Home > Workload Solutions > Data Analytics > Guides > Dell PowerScale and Cloudera Data Platform Private Cloud Data Services > Cloudera Machine Learning
Cloudera Machine Learning (CML) is a web application that provides a UI that simplifies the action of managing workloads and resources for data scientists. It offers users a convenient way to deploy and scale their analytical pipeline and collaborate with their colleagues in a secure compartmentalized environment.
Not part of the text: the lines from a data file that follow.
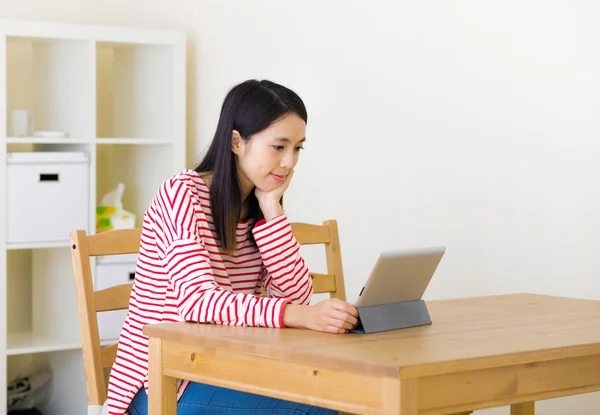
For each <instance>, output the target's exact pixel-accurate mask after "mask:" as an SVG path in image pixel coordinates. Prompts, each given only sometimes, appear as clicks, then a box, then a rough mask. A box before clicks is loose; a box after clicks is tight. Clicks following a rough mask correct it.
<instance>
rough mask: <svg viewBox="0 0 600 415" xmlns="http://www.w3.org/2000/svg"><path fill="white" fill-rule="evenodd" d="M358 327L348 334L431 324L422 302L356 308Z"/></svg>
mask: <svg viewBox="0 0 600 415" xmlns="http://www.w3.org/2000/svg"><path fill="white" fill-rule="evenodd" d="M356 310H357V311H358V325H357V326H356V327H355V328H354V329H353V330H350V333H361V334H370V333H378V332H382V331H389V330H397V329H405V328H408V327H416V326H424V325H428V324H431V317H430V316H429V311H428V310H427V305H426V304H425V301H423V300H415V301H403V302H398V303H390V304H381V305H374V306H367V307H356Z"/></svg>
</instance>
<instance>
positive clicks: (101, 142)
mask: <svg viewBox="0 0 600 415" xmlns="http://www.w3.org/2000/svg"><path fill="white" fill-rule="evenodd" d="M96 143H97V144H100V145H106V144H128V145H164V146H167V145H172V144H173V141H172V140H161V139H156V138H124V137H122V138H117V137H110V138H98V139H96Z"/></svg>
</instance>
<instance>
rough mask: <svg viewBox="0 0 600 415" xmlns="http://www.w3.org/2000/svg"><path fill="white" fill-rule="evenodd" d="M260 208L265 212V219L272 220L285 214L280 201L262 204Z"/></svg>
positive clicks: (271, 220) (273, 201)
mask: <svg viewBox="0 0 600 415" xmlns="http://www.w3.org/2000/svg"><path fill="white" fill-rule="evenodd" d="M260 210H261V211H262V213H263V216H264V218H265V221H267V222H270V221H272V220H273V219H275V218H276V217H278V216H281V215H283V208H282V207H281V204H280V203H279V201H273V202H268V203H264V204H260Z"/></svg>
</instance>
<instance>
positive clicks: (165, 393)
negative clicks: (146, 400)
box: [148, 338, 177, 415]
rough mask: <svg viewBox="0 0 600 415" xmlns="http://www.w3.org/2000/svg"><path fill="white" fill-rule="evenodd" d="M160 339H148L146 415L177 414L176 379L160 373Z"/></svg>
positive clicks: (170, 414)
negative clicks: (146, 396) (146, 401)
mask: <svg viewBox="0 0 600 415" xmlns="http://www.w3.org/2000/svg"><path fill="white" fill-rule="evenodd" d="M162 352H163V345H162V340H161V339H153V338H150V344H149V354H148V415H176V414H177V389H176V387H177V379H174V378H171V377H169V376H164V375H163V373H162V368H163V364H162Z"/></svg>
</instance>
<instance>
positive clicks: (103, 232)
mask: <svg viewBox="0 0 600 415" xmlns="http://www.w3.org/2000/svg"><path fill="white" fill-rule="evenodd" d="M140 236H141V229H123V230H114V231H108V232H103V233H99V234H97V235H86V233H85V231H73V232H71V238H70V240H71V259H72V262H73V271H74V275H75V290H76V293H77V305H78V309H79V326H80V329H81V340H82V341H81V345H82V349H83V367H84V371H85V377H86V384H87V396H88V415H100V414H101V413H102V406H103V404H104V402H105V401H106V392H107V390H106V379H105V376H104V373H105V372H104V369H106V368H110V367H112V364H113V362H114V360H115V356H116V353H117V345H116V344H114V345H111V346H105V347H101V345H100V334H99V332H98V319H97V315H96V313H98V312H102V311H112V310H123V309H127V308H128V307H129V295H130V294H131V287H132V284H122V285H118V286H114V287H110V288H107V289H105V290H99V291H94V287H93V283H92V269H91V266H90V257H94V256H104V255H122V254H135V253H138V252H139V246H140Z"/></svg>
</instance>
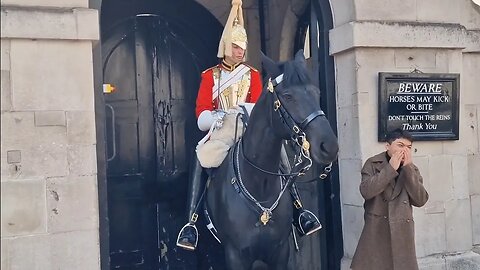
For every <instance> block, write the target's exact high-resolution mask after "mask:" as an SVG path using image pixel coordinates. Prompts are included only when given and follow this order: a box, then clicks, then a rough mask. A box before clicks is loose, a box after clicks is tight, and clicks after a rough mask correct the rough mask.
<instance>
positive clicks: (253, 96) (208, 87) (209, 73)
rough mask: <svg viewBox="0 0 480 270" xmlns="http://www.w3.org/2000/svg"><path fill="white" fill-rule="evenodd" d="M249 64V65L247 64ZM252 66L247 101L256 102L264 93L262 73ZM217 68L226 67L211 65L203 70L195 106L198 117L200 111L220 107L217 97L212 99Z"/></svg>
mask: <svg viewBox="0 0 480 270" xmlns="http://www.w3.org/2000/svg"><path fill="white" fill-rule="evenodd" d="M247 66H248V65H247ZM248 67H249V68H250V71H249V72H250V89H249V91H248V94H247V98H246V100H245V102H249V103H255V102H257V100H258V98H259V97H260V94H261V93H262V82H261V79H260V73H259V72H258V70H256V69H254V68H252V67H250V66H248ZM215 68H220V69H222V68H224V67H223V65H222V64H219V65H217V66H214V67H211V68H209V69H207V70H205V71H203V72H202V80H201V82H200V88H199V89H198V95H197V102H196V108H195V114H196V116H197V118H198V116H199V115H200V113H202V112H203V111H205V110H209V111H213V110H215V109H218V107H217V104H218V102H217V99H218V98H216V99H215V100H212V92H213V86H214V79H213V70H214V69H215Z"/></svg>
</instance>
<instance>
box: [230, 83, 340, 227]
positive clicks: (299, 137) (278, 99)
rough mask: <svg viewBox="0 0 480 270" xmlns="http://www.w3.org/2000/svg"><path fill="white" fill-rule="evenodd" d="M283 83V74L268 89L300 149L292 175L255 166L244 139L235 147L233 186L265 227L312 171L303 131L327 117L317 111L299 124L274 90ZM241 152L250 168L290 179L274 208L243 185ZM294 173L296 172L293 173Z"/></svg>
mask: <svg viewBox="0 0 480 270" xmlns="http://www.w3.org/2000/svg"><path fill="white" fill-rule="evenodd" d="M282 81H283V74H281V75H280V76H278V77H276V78H275V79H274V80H273V81H272V80H271V79H269V81H268V85H267V89H268V91H269V92H270V93H273V94H274V98H275V101H274V102H273V104H274V111H278V112H279V114H280V118H281V119H282V122H283V123H284V125H285V126H286V127H287V128H288V130H291V131H293V132H292V133H291V137H292V140H293V141H295V143H296V144H297V145H298V146H299V148H300V149H299V153H298V155H296V158H295V165H294V167H293V168H292V169H291V171H290V173H283V172H280V173H279V172H271V171H268V170H264V169H262V168H260V167H259V166H257V165H255V164H254V163H253V162H251V161H250V160H249V159H248V158H247V157H246V156H245V152H244V150H243V149H244V147H243V140H242V139H240V141H239V142H238V143H237V144H236V146H235V147H236V148H237V149H236V150H237V151H236V152H235V161H234V163H236V167H237V170H236V173H237V178H238V181H236V179H235V178H233V179H232V184H233V185H234V186H235V185H238V188H239V189H240V190H239V191H240V192H241V194H244V195H245V196H244V197H245V198H247V199H248V200H250V201H251V202H253V203H254V204H255V205H256V206H257V207H258V208H259V209H260V210H261V212H260V214H261V216H260V221H261V222H262V223H263V225H266V224H267V222H268V221H269V220H270V218H271V217H272V212H273V210H275V208H276V207H277V206H278V204H279V202H280V199H281V198H282V196H283V194H284V193H285V191H286V189H287V188H288V187H289V186H290V184H291V183H292V182H293V180H294V179H295V178H296V177H297V176H299V175H303V174H305V171H307V170H308V169H310V167H311V166H312V159H311V158H310V152H309V149H310V143H309V142H308V140H307V137H306V134H305V132H304V131H303V130H305V129H306V127H307V126H308V124H310V122H312V121H313V120H314V119H315V118H317V117H318V116H324V115H325V113H324V112H323V111H322V110H317V111H314V112H312V113H310V114H309V115H308V116H307V117H306V118H305V119H304V120H303V121H302V122H301V123H300V124H297V122H296V121H295V120H294V119H293V117H292V116H291V115H290V113H289V112H288V111H287V110H286V109H285V108H284V107H283V106H281V105H282V104H281V102H280V99H279V97H278V94H277V93H276V92H275V91H274V88H275V87H276V86H277V85H278V84H280V83H281V82H282ZM244 110H245V109H244ZM247 117H248V114H247ZM237 120H238V116H237ZM243 120H244V127H245V119H243ZM237 123H238V121H237ZM236 134H237V126H236V127H235V137H236ZM235 141H236V140H235ZM240 148H241V149H240ZM240 150H241V152H242V156H243V159H244V160H246V161H247V163H248V164H249V165H250V166H252V167H254V168H255V169H257V170H259V171H261V172H263V173H266V174H270V175H276V176H282V177H286V176H288V179H287V180H286V181H285V184H284V185H283V187H282V189H281V190H280V193H279V194H278V196H277V199H276V200H275V201H274V203H273V204H272V206H270V207H264V206H263V205H261V204H260V202H259V201H258V200H257V199H255V197H253V195H252V194H251V193H250V192H249V191H248V189H247V188H246V187H245V185H244V183H243V179H242V175H241V172H240V171H241V170H240V158H239V156H240ZM302 156H303V157H304V158H305V159H306V160H308V164H306V165H305V166H304V167H303V168H300V165H301V164H302V163H303V160H302ZM297 168H300V169H299V170H298V171H296V169H297ZM331 168H332V163H330V164H329V165H328V166H326V167H325V168H324V170H323V172H322V174H320V179H325V178H326V177H327V174H328V173H329V172H330V171H331ZM292 171H294V172H293V173H292ZM254 210H255V211H257V212H258V210H257V209H254Z"/></svg>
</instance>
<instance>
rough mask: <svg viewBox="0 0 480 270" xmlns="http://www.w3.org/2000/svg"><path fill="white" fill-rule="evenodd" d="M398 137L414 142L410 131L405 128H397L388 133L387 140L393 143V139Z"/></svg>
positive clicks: (399, 137) (402, 138) (388, 141)
mask: <svg viewBox="0 0 480 270" xmlns="http://www.w3.org/2000/svg"><path fill="white" fill-rule="evenodd" d="M396 139H407V140H409V141H411V142H413V137H412V134H410V132H408V131H406V130H403V129H399V128H397V129H395V130H393V131H391V132H389V133H388V134H387V142H388V143H389V144H391V143H392V142H393V141H395V140H396Z"/></svg>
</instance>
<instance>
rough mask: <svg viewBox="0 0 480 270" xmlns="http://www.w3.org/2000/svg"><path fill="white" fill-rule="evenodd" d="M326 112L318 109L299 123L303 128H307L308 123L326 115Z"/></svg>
mask: <svg viewBox="0 0 480 270" xmlns="http://www.w3.org/2000/svg"><path fill="white" fill-rule="evenodd" d="M324 115H325V113H324V112H323V111H322V110H318V111H315V112H312V113H311V114H310V115H309V116H307V117H306V118H305V120H303V122H302V123H301V124H300V125H299V127H300V129H301V130H305V128H307V126H308V124H310V122H312V121H313V119H315V118H317V117H318V116H324Z"/></svg>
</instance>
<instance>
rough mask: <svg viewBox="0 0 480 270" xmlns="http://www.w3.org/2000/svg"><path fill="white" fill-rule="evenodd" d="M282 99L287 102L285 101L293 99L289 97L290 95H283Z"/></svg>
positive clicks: (287, 100) (290, 97) (289, 96)
mask: <svg viewBox="0 0 480 270" xmlns="http://www.w3.org/2000/svg"><path fill="white" fill-rule="evenodd" d="M282 98H284V99H285V100H287V101H290V100H292V99H293V96H292V95H290V94H283V95H282Z"/></svg>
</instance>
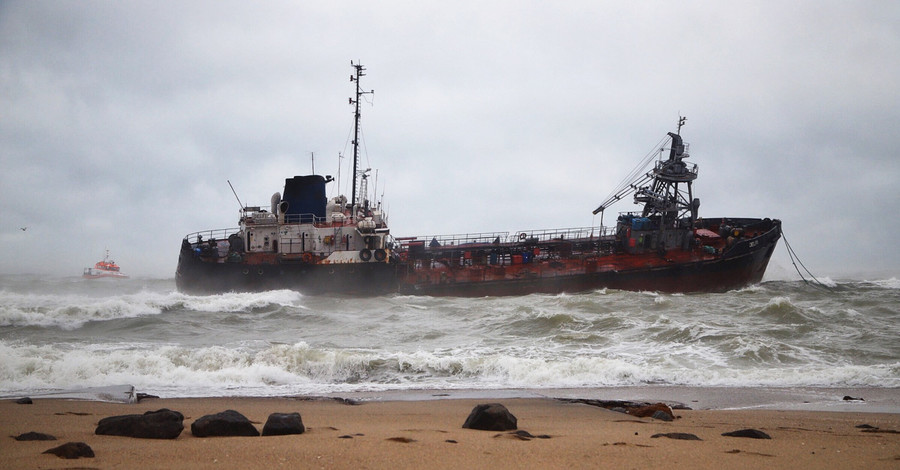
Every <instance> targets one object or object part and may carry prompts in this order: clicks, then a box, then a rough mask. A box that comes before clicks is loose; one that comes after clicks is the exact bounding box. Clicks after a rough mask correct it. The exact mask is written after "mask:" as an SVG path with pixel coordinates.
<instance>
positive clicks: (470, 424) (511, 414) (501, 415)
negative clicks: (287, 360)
mask: <svg viewBox="0 0 900 470" xmlns="http://www.w3.org/2000/svg"><path fill="white" fill-rule="evenodd" d="M463 428H466V429H480V430H482V431H513V430H515V429H517V428H518V426H517V420H516V417H515V416H513V414H512V413H510V412H509V410H507V409H506V407H505V406H503V405H501V404H499V403H487V404H481V405H477V406H476V407H475V408H473V409H472V412H471V413H469V417H468V418H466V422H465V423H464V424H463Z"/></svg>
Step 1: Provision a new workspace by clicking the ‘Provision Workspace’ button on the CML Workspaces page. Provide a workspace name and select the environment. Reference the Cloudera Machine Learning documentation for detailed options.
Click the ‘Provision Workspace’ button to proceed.
Step 2: Click the Workspace Name of the newly provisioned workspace to begin using the workspace and provide the Kerberos authentication details for the user by navigating to ‘User Settings > Hadoop Authentication.
Step 3: Deploy the ‘Churn Modeling with scikit-learn’ AMP to our workspace by clicking on the AMP and then clicking the ‘Configure Project’ button.
Applied ML Prototypes (AMPs) provide reference example machine learning projects in Cloudera Machine Learning. More than simplified quickstarts or tutorials, AMPs are fully developed expert solutions created by Cloudera’s research arm, Fast Forward Labs.
Note: You can also view the code and project details by clicking the ‘View on GitHub’ link.
Step 4: The next page allows you to modify the environment and runtime variables. We’re going to leave everything with the default values except for enabling Spark.
Click the ‘Launch Project’ button to proceed.
CML will run a series of steps to ingest, train and deploy the model.
Using the OneFS File System explorer, we see that the dataset to be trained was uploaded to PowerScale OneFS.
Step 5: Once the project is deployed, open the App by either clicking on ‘Open’ in Step 7 of the AMP deployment or Click the ‘Applications’ link in the left navbar.
You can drill into a line item and dynamically update the data.